News regarding What To Do if your covid immunity is low: My fairly stable but gradually increasing IGM kappa MGUS of 7 years apparently led to low response to covid vaccines. Moderna 2+2 was ineffective. Due possibly to a number of co-morbidities, I was accepted to receive Evusheld yesterday. Total 600ml of two related formulations, one in each side of my behind. All went well. That should keep me from needing to sequester as much for the next six months when it will be necessary to repeat this regimen.
Suggest asking your doc to check your covid immunity to determine if you may be a candidate for this new vaccine. Warning: it IS new. At otherwise high risk, I went through with it. So far, so good!
Good luck White Pine and everyone!
We believe that my numbers increasing may have to to Covid. I have all 2+2 available but still had Covid in February, lucky a mild case. Ratio shot up and so didn't everything else. The oncologist told my it is no longer if but when I transition to MM. So now blood draw every three months rather than every six months.
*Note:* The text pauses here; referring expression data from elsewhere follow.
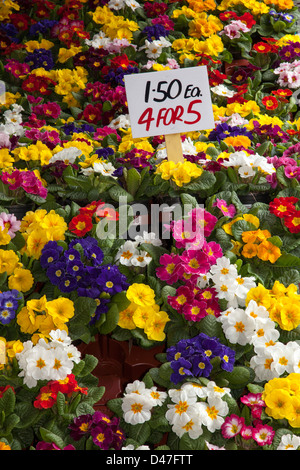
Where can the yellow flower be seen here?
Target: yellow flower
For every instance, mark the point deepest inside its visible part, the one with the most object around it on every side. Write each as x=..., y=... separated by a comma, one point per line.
x=165, y=169
x=126, y=317
x=154, y=327
x=6, y=160
x=54, y=226
x=9, y=260
x=141, y=294
x=61, y=309
x=4, y=236
x=35, y=242
x=21, y=279
x=238, y=141
x=28, y=320
x=4, y=446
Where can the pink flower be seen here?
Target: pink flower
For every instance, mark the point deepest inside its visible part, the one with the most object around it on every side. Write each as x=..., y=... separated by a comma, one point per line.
x=252, y=399
x=246, y=432
x=232, y=426
x=227, y=210
x=213, y=251
x=10, y=222
x=171, y=269
x=263, y=434
x=195, y=262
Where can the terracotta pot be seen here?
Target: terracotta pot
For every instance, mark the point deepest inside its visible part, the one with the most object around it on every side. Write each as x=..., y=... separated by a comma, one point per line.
x=119, y=363
x=230, y=68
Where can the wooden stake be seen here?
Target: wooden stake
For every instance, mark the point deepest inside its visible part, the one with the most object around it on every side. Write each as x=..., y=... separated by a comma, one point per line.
x=174, y=147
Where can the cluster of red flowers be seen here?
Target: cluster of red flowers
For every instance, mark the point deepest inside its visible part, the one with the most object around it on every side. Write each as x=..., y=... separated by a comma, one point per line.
x=48, y=394
x=285, y=208
x=83, y=223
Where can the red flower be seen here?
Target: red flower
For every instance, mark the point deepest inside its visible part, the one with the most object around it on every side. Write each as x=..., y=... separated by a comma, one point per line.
x=282, y=206
x=292, y=221
x=107, y=212
x=262, y=47
x=3, y=390
x=46, y=398
x=81, y=224
x=270, y=102
x=67, y=386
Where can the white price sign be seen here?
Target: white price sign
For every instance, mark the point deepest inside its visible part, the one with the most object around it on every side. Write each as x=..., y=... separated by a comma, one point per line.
x=169, y=102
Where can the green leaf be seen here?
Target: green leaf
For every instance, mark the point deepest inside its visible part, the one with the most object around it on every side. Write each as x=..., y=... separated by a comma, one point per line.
x=133, y=181
x=111, y=321
x=49, y=436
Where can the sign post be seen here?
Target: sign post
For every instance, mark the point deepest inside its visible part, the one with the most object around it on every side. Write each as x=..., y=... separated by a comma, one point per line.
x=169, y=103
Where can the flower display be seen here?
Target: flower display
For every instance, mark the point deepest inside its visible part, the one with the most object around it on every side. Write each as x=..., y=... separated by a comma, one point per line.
x=110, y=246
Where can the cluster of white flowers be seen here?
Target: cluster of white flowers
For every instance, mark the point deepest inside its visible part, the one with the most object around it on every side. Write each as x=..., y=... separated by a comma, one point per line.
x=115, y=45
x=104, y=168
x=138, y=402
x=247, y=164
x=130, y=255
x=47, y=361
x=153, y=49
x=223, y=90
x=276, y=359
x=188, y=415
x=119, y=4
x=251, y=324
x=12, y=124
x=229, y=284
x=289, y=74
x=67, y=155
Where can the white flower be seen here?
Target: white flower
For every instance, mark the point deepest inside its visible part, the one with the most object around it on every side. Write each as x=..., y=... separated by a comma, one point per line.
x=67, y=155
x=148, y=237
x=289, y=442
x=158, y=397
x=193, y=427
x=136, y=408
x=223, y=269
x=212, y=412
x=222, y=90
x=183, y=410
x=127, y=252
x=214, y=390
x=122, y=121
x=238, y=327
x=246, y=171
x=137, y=386
x=106, y=169
x=141, y=259
x=60, y=337
x=61, y=364
x=262, y=364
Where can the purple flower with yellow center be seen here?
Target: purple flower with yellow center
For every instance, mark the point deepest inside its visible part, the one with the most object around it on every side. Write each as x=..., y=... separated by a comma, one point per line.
x=102, y=436
x=201, y=365
x=81, y=426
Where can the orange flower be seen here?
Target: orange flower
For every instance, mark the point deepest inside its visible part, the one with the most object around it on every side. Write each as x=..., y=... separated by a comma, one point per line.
x=249, y=250
x=266, y=251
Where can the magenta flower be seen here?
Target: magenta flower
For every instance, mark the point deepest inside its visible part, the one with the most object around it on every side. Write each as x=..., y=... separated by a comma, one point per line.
x=232, y=426
x=171, y=269
x=227, y=210
x=263, y=434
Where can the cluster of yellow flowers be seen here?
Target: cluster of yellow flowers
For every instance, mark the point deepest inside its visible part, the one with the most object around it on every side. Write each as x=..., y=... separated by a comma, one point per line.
x=19, y=277
x=8, y=350
x=255, y=242
x=180, y=173
x=282, y=398
x=40, y=227
x=40, y=316
x=282, y=303
x=144, y=313
x=114, y=26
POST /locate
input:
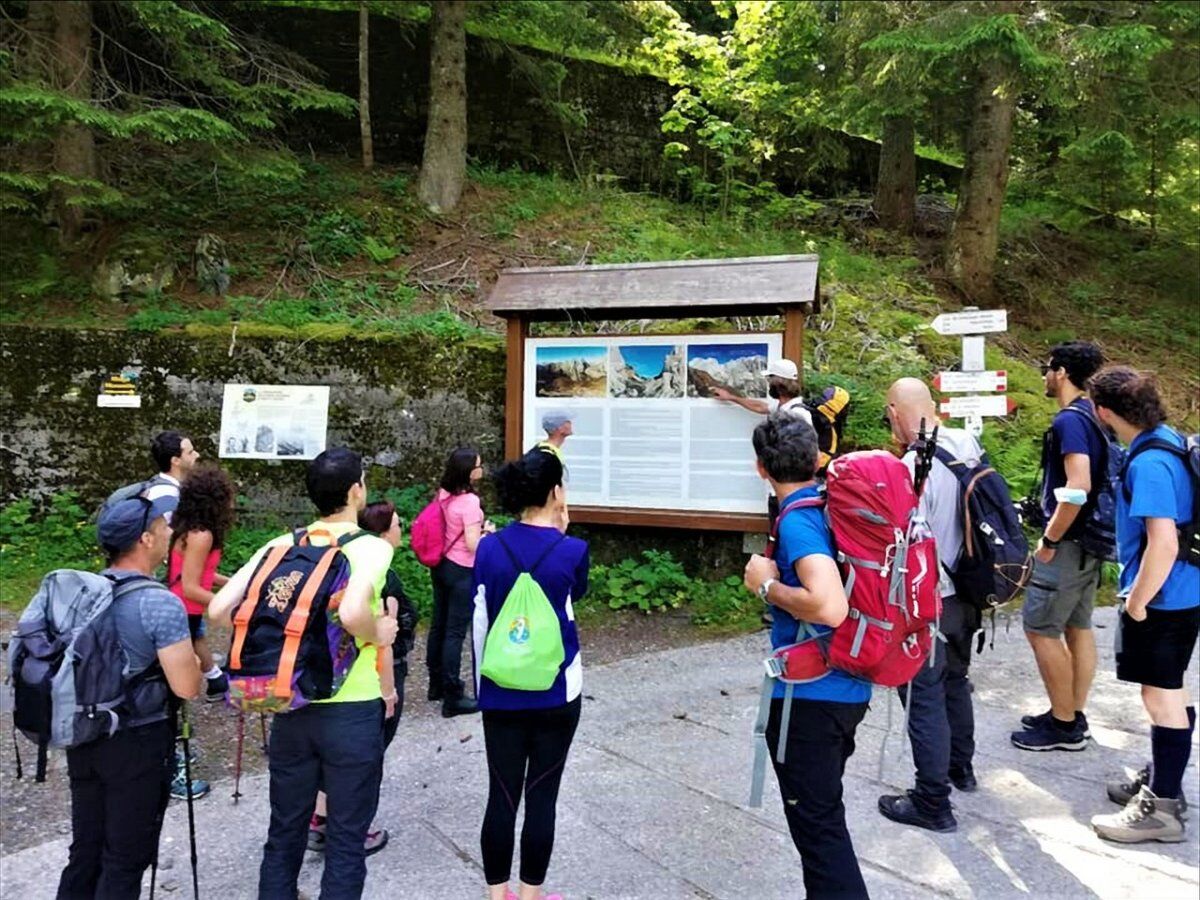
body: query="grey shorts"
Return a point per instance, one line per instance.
(1061, 593)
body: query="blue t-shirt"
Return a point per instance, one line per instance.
(1072, 433)
(562, 574)
(1159, 487)
(802, 533)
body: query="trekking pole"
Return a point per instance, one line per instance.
(237, 774)
(186, 732)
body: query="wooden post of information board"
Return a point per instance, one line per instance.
(514, 401)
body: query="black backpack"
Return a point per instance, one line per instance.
(994, 563)
(1189, 454)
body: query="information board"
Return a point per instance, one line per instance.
(274, 421)
(648, 432)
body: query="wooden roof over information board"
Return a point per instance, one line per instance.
(748, 286)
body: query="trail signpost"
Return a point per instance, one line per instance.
(973, 378)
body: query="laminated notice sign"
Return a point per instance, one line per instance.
(274, 421)
(648, 430)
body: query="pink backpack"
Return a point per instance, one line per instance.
(427, 534)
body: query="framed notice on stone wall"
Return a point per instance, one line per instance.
(648, 432)
(274, 421)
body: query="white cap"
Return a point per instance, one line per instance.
(783, 369)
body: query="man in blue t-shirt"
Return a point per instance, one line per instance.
(1057, 610)
(1161, 586)
(803, 585)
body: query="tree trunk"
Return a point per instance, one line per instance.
(972, 252)
(365, 85)
(71, 71)
(895, 195)
(444, 159)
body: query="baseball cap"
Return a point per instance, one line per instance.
(783, 369)
(121, 525)
(555, 420)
The waiting game is difficult so I keep very busy and am grateful that I feel great.
That seems really pessimistic of your oncologist to project on you that the worst will definitely happen. I would look for a different doctor. Can you find one who specializes in blood disorders? A hematologist? I found one I liked after rejecting the first four! Yes, that’s what it took to find one I like. He tests the same and additional of related blood tests. He helped make it possible for me to get Evusheld injections. Now I will feel safer to venture out. Yes, I’ll continue wearing a 3M N95 Aura mask when I do. So glad to have found them at Home Depot.
Remember you are the ultimate boss of what physicians you choose to follow. There’s power in that thought! Wishing you well in your quest to find a doc worthy to encourage and guide your journey forward. Be of good cheer! Onward!
Welcome, @whitepine66. Yes, the waiting game is rough. Even if your MGUS develops into MM (or when as your oncologist prepared you for), treatment may still be watch and wait for a time. Enjoy feeling great and continue to do the things that bring you joy. What keeps you busy and brings you joy?
I find every three months pretty reassuring. Have my next batch in July so we’ll see. I’m not a very good watch and wait person generally speaking. So I think six months would cause me some anxiety.
I find that this mind-body connection thing is the real deal. If you are anxious and worried then you’re not going to feel good. Try and keep your head in the game of life and do things you enjoy. It really does make all the difference.
When I get anxious, and I try to remember that people live for a long time with MGUS And most times the diagnosis is made because people are being checked out for something totally unrelated. So you won’t have significant symptoms and you’ll feel good. If I’m going to have something… I feel pretty lucky. This does not have to advance to smoldering multiple myeloma or multiple myeloma. The statistics are reassuring.